DEB OLIN UNFERTH is the author of the memoir Revolution, finalist for the National Book Critics Circle Award; the story collection Minor Robberies; and the novel Vacation, winner of the Cabell First Novelist Award. Her work appears in Harper’s, The New York Times, McSweeney’s, and NOON. She has received three Pushcart Prizes and grants from the Creative Capital Foundation. She is an associate professor at the University of Texas at Austin. Her next collection is forthcoming from Graywolf Press.



CLAIRE VAYE WATKINS is the author of Battleborn, winner of the Story Prize, the Rosenthal Family Foundation Award from the American Academy of Arts and Letters, and a Silver Pen Award from the Nevada Writers Hall of Fame. Her stories and essays have appeared in Granta, One Story, The Paris Review, Ploughshares, Glimmer Train, Best of the West 2011, Best of the Southwest 2013, and elsewhere. A graduate of the University of Nevada, Reno and the Ohio State University, Claire teaches at Bucknell University. Her first novel, Gold, Fame, Citrus, is forthcoming from Riverhead Books.



JOY WILLIAMS’s most recent book is The Visiting Privilege: New and Collected Stories. She is the author of four novels — the most recent, The Quick and the Dead, was a finalist for the Pulitzer Prize in 2001—and three earlier collections of stories, as well as Ill Nature, a book of essays that was a finalist for the National Book Critics Circle Award for criticism. Among her many honors are the Rea Award for the Short Story and the Strauss Living Award from the American Academy of Arts and Letters. She was elected to the Academy in 2006.
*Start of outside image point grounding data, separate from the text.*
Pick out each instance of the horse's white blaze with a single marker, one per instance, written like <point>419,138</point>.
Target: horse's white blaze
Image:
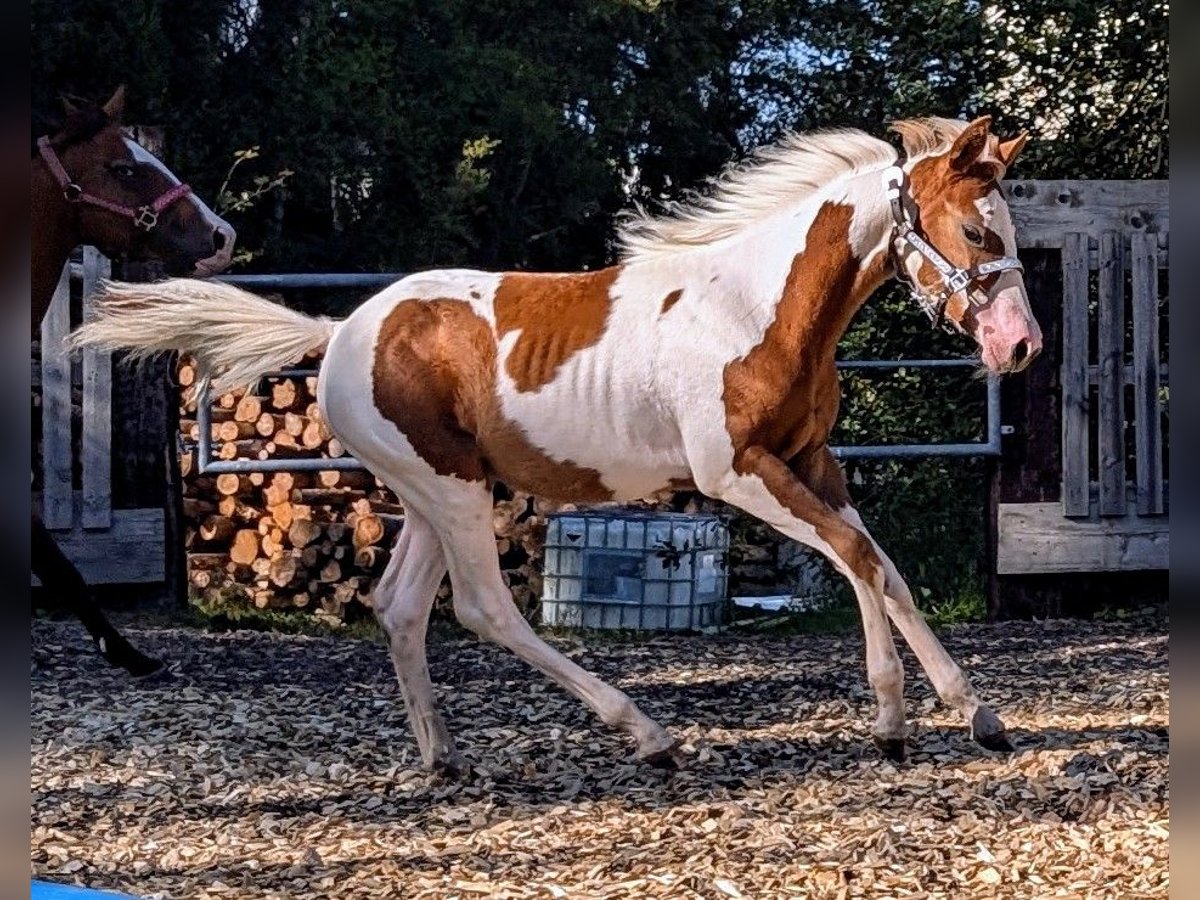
<point>144,157</point>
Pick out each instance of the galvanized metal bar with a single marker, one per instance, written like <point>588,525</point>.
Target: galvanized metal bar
<point>317,463</point>
<point>306,281</point>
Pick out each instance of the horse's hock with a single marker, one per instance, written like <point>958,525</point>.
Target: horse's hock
<point>627,569</point>
<point>105,483</point>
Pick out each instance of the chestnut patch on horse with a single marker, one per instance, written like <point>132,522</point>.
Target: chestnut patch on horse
<point>853,547</point>
<point>557,316</point>
<point>671,300</point>
<point>783,395</point>
<point>435,379</point>
<point>936,183</point>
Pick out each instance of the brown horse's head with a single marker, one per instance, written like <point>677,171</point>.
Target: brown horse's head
<point>959,209</point>
<point>124,199</point>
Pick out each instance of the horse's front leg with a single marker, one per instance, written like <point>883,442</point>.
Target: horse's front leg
<point>825,477</point>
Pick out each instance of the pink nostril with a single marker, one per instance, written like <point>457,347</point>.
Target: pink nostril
<point>222,238</point>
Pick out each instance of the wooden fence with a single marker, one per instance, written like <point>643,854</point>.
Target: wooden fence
<point>1083,485</point>
<point>108,545</point>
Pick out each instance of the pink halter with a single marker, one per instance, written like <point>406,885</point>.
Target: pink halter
<point>144,217</point>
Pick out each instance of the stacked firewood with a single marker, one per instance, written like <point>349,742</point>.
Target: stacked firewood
<point>312,540</point>
<point>316,541</point>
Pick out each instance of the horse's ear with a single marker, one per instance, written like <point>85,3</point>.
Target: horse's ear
<point>971,144</point>
<point>1008,150</point>
<point>115,106</point>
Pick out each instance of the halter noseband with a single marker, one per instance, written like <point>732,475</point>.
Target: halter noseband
<point>955,280</point>
<point>143,217</point>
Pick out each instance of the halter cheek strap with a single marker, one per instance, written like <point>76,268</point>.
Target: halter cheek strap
<point>955,280</point>
<point>143,217</point>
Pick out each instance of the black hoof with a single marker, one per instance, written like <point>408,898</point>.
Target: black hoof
<point>119,652</point>
<point>989,732</point>
<point>669,757</point>
<point>892,748</point>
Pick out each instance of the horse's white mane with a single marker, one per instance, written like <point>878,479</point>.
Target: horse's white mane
<point>773,178</point>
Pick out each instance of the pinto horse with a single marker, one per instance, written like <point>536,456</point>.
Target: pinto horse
<point>91,184</point>
<point>705,358</point>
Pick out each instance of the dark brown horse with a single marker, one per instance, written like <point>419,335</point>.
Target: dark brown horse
<point>93,184</point>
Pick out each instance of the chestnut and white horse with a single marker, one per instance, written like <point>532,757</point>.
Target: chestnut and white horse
<point>705,358</point>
CHARLES YU is the author of How to Live Safely in a Science Fictional Universe, which was a New York Times Notable Book and named one of the best books of the year by Time magazine, as well as the story collections Third Class Superhero, for which he was named one of the National Book Foundation’s 5 Under 35, and his most recent collection, Sorry Please Thank You. He lives in southern California with his family.